On the technical side, the RSI is at 38 as of writing, suggesting that the downside is more favored as the RSI stays below the midline. For the Bollinger Bands, the price fell from the upper band and crossed below the moving average, indicating a continuation of the downside trend. In conclusion, we think the market will be bearish as long as the 1.2585 resistance line holds. The falling RSI also reflects bear signals as the market’s focus has now shifted to the key policy announcements from the Fed and BoE on Wednesday and Thursday respectively.

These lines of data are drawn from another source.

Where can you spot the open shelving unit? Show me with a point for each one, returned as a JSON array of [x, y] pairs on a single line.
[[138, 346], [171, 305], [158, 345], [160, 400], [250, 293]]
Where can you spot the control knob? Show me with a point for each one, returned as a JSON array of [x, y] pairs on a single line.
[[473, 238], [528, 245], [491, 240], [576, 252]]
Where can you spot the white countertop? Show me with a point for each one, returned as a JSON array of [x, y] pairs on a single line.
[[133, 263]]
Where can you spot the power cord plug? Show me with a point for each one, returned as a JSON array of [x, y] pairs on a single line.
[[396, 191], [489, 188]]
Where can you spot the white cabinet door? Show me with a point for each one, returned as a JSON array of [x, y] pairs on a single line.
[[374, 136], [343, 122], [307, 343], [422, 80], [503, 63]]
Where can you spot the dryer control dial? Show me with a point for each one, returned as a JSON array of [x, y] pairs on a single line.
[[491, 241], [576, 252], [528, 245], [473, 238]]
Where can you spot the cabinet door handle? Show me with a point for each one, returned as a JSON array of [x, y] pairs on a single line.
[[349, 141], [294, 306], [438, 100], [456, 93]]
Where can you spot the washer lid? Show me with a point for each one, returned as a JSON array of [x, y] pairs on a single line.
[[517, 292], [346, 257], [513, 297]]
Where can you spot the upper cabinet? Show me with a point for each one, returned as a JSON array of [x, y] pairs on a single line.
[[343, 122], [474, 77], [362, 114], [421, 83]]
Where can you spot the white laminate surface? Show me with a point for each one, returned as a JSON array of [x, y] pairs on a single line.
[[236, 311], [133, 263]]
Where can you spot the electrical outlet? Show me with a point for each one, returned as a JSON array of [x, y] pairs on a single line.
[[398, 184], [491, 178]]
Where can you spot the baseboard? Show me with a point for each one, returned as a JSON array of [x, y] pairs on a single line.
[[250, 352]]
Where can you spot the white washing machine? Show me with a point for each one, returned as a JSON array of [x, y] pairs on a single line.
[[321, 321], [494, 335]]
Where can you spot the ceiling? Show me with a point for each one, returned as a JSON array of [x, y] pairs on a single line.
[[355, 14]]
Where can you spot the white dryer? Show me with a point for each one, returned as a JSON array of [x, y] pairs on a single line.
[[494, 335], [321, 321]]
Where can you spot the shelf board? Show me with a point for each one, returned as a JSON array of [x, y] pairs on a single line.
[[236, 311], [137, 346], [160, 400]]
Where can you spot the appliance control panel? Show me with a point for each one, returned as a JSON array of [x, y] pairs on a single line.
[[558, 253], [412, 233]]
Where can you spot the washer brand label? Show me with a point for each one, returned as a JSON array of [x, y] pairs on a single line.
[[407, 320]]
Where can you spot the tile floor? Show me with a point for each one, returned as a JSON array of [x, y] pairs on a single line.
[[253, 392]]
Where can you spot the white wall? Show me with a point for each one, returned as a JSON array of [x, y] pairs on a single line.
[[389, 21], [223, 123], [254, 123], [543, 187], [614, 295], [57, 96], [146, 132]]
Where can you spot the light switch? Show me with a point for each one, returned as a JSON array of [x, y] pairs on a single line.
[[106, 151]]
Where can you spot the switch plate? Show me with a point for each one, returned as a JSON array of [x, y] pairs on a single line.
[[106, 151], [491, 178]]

Resistance: 1.2585, 1.2761, 1.3071

Support: 1.2430

USDCAD (4-Hour Chart)

As the risk-off mood lent some support to the safe-haven US dollar today, USD/CAD gained upside traction and extended its rally to a 2022 top. The pair was flirting around the 1.284 to 1.288 area most of the day, then touched a daily high above the 1.2900 mark in the early American session. USD/CAD is trading at 1.2892 at the time of writing, rising 0.27% on a daily basis. The concerns about China’s Covid-19 spread has weighed on market sentiment and pushed the greenback higher, as Shanghai reported 58 new cases and restrictions threaten to be imposed once again. On top of that, retreating crude oil prices also undermined the commodity-linked Loonie and acted as a tailwind for the USD/CAD pair. WTI now hovers around the $104.00 per barrel area. Meanwhile the oil demand in China is expected to decrease after weak economic data.

On the technical side, the RSI is at 62 as of writing, suggesting that upside is more favored as the RSI stays above the midline. As for the Bollinger Bands, the price rose from the lower band and crossed above the MA line. Therefore, the upper band has become the profit target. In conclusion, we think the market will be bullish as the pair is testing the 1.2882 resistance, a sustained strength above that level should favor the bulls.